The House that Blues Built

Sometimes I forget how important music is. Besides a commute, it can be difficult to find the time for it. And despite the fact that it makes things like doing dishes, folding laundry, and cleaning the apartment more pleasant, I forget to put it on. All. The. Time.

But honestly, is there anything that Ray Charles, Amy Winehouse, and B.B. King can't make easier? No, there really isn't. Like the powers granted to super heroes through such bizarre instances as being bitten by a radioactive spider or getting trapped in a gamma explosion, good music can make light work of anything. Put on an excellent playlist and run a marathon. Play Taylor Swift and get over a breakup. See what I mean? Super powers. Of course there is more to it than that, but finding the right inspiration -- and one that can get stuck in your head and help you battle back against any obstacles, at that -- is an excellent first step.

So where is the best place to get this experience in Boston? The House of Blues, of course. Even in a packed house with a standing room only ticket, everyone gets a great view. Actually, standing room only is, to me, a richer experience than sitting in this particular venue. And though I am not an expert in anything acoustical, I think the House of Blues sounds good from every location I have stood in. Maybe this just means it's loud, but in all locations and in all ways, I have always been very pleased by the sound.

Last week, my fiancee and I saw Matt Kearney at the House of Blues. On tour to promote the release of his new album Just Kids, Kearney's show was a sell-out. It was also spectacular -- drawing on the right balance of known hits and newer releases. If you are a fan of his, I would recommend his new CD, and if you haven't heard of him, why not give it a try?
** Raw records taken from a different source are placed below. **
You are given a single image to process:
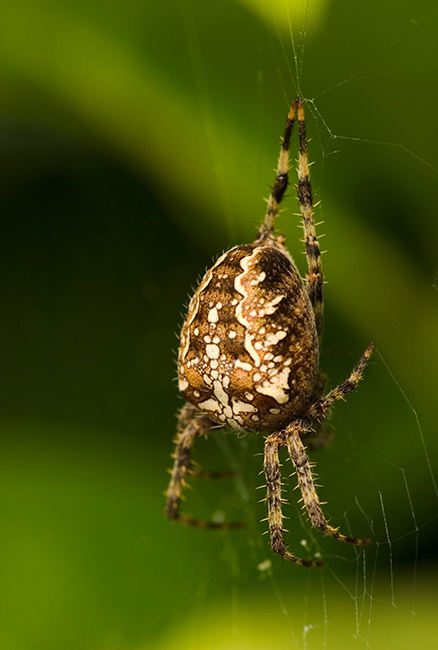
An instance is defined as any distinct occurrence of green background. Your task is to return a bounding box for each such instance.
[0,0,438,650]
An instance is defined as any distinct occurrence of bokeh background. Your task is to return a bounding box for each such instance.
[0,0,438,650]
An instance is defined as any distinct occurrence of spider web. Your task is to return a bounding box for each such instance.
[159,1,438,650]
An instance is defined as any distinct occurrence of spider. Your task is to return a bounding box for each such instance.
[166,98,374,567]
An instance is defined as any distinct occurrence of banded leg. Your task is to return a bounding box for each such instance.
[294,98,324,343]
[166,404,242,529]
[259,97,324,342]
[304,343,375,420]
[259,100,297,239]
[264,434,324,567]
[285,420,369,546]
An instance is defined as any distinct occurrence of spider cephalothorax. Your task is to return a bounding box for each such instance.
[166,98,374,567]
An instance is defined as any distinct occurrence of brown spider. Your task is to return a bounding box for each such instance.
[166,98,374,567]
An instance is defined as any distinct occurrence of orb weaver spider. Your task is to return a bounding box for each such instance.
[166,98,374,567]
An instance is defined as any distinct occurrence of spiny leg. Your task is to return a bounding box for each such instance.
[295,98,324,343]
[166,404,242,529]
[304,343,375,420]
[264,434,323,567]
[285,420,369,546]
[259,100,298,239]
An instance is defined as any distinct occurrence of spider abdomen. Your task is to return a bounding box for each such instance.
[178,238,319,431]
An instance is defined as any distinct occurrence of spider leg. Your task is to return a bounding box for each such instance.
[295,98,324,343]
[264,433,323,567]
[259,99,301,239]
[285,343,374,546]
[285,420,369,546]
[166,404,242,529]
[304,343,375,420]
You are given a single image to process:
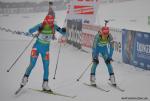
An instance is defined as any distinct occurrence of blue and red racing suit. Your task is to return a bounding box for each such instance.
[25,15,54,81]
[91,33,114,75]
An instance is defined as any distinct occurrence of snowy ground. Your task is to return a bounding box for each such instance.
[0,12,150,101]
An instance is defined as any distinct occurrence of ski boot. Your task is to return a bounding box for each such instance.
[90,75,96,87]
[42,80,53,92]
[109,74,117,86]
[20,75,28,87]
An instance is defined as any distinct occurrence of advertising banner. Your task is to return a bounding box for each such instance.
[122,29,150,70]
[66,0,99,49]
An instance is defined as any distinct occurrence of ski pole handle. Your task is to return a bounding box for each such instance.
[77,62,92,81]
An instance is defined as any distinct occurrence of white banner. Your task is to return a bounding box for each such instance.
[66,0,99,24]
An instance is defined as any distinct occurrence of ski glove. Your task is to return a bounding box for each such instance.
[105,58,113,64]
[52,34,56,40]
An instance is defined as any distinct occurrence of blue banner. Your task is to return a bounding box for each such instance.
[122,29,150,70]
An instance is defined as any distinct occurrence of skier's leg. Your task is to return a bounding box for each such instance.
[102,51,116,86]
[20,47,39,86]
[41,51,52,92]
[90,51,99,85]
[42,51,49,80]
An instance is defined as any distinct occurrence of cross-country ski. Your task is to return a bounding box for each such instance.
[0,0,150,101]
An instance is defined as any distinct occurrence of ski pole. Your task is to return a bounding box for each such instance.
[7,37,35,72]
[53,42,61,79]
[77,62,93,81]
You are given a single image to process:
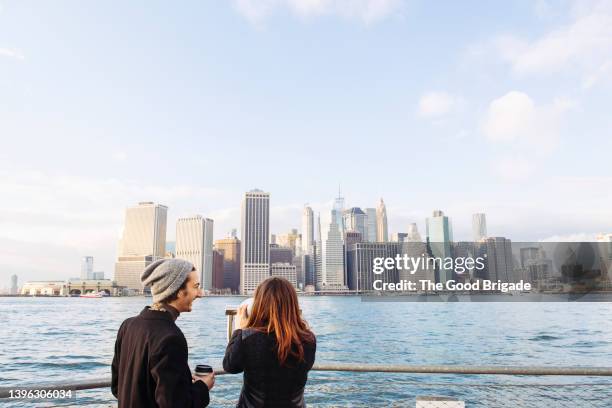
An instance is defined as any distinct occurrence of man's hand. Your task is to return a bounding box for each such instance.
[236,305,249,329]
[196,373,215,391]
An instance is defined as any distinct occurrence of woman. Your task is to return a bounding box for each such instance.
[223,277,316,408]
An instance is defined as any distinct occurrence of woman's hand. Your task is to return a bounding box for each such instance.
[236,305,249,329]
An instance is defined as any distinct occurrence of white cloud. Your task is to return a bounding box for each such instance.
[234,0,403,25]
[481,91,573,152]
[0,48,25,60]
[417,91,459,118]
[494,1,612,83]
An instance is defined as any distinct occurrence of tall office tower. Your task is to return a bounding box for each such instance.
[270,244,293,264]
[270,263,297,289]
[276,228,300,254]
[486,237,516,282]
[425,210,453,284]
[176,215,214,290]
[343,207,368,239]
[332,186,345,234]
[310,213,323,290]
[376,198,389,242]
[10,275,19,295]
[346,242,399,292]
[302,206,314,254]
[240,190,270,294]
[115,202,168,292]
[472,213,487,242]
[363,208,378,242]
[321,210,346,290]
[81,256,93,280]
[406,222,422,242]
[215,236,240,293]
[212,249,225,289]
[391,232,408,242]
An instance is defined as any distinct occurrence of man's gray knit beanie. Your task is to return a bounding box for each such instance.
[140,259,193,303]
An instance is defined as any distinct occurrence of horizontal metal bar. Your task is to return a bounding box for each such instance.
[0,363,612,398]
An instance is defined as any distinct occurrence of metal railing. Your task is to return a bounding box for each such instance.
[0,363,612,399]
The building itself, though, is a mainstay of Landsdowne Street. Clearly the street's primary and most well-known occupant is Fenway Park, but it is a testament to the House of Blues that Landsdowne would be greatly lessened in character and culture if ever B.B. King's venture were to move. The decorations, details, and adornments within create the same sense of cultural mix and clash that the venue experiences weekly with the variety of music and sound it hosts. In the same way that Fenway Park brings everyone together in one Red Sox uniform, the House of Blues hosts people whose love falls under the banner term of music, but it is a venue wholly without uniform. Fenway and the House of Blues are two sides of the same coin. And, not coincidentally, they are the two sides of Landsdowne.